Tradeoff: O(n log k) vs full sort O(n log n). For k=10 over 10M events, ~7× faster. Edge cases: ties (the heap is stable on first-seen; if the question requires alphabetical tiebreak, use key=lambda x: (-x[1], x[0])).

P2. Sessionize an event stream

Given events sorted by user_id, event_at, group them into sessions where consecutive events more than 30 minutes apart start a new session. Return (user_id, session_id, n_events) tuples.

Show solution

sessionize.py

from datetime import timedelta

GAP = timedelta(minutes=30)

def sessionize(events):
    results = []
    if not events:
        return results
    prev_user = None
    prev_time = None
    session_id = 0
    count = 0
    for e in events:
        new_session = (
            prev_user != e["user_id"]
            or (e["event_at"] - prev_time) > GAP
        )
        if new_session:
            if prev_user is not None:
                results.append((prev_user, session_id, count))
            session_id = session_id + 1 if prev_user == e["user_id"] else 1
            count = 0
        count += 1
        prev_user = e["user_id"]
        prev_time = e["event_at"]
    # flush last session
    results.append((prev_user, session_id, count))
    return results

Trap: remembering to flush the final session after the loop ends. Edge cases: empty input, single-event stream, all events from one user vs many users.

P3. Subarray sum equals K (the classical one)

Given an integer array and target K, return the number of contiguous subarrays whose sum equals K.

Show solution

Naive O(n²): two loops over (i, j), sum and check.

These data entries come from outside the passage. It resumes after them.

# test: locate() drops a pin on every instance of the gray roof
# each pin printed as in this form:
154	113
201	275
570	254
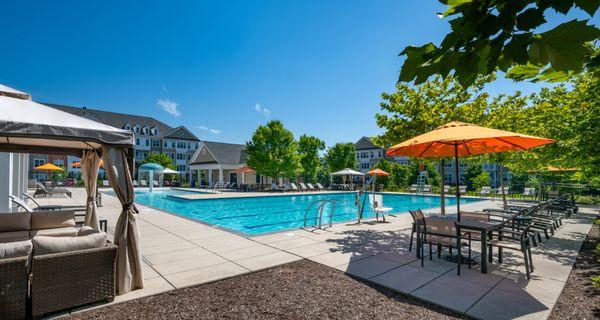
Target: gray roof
181	132
225	153
365	143
119	120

Fine for n ≤ 10k.

Optimal O(n) — prefix sum + hashmap:

subarray_sum.py

def subarray_sum_eq_k(nums, k):
    seen = {0: 1}      # prefix sum value → number of times seen
    running = 0
    answer = 0
    for n in nums:
        running += n
        # If running - k has been seen, that means there's a prefix
        # ending earlier whose removal leaves a subarray summing to k
        answer += seen.get(running - k, 0)
        seen[running] = seen.get(running, 0) + 1
    return answer

Edge case: negative numbers — the hashmap handles them; binary search on a sorted prefix array would not. Negative numbers are the standard interview twist.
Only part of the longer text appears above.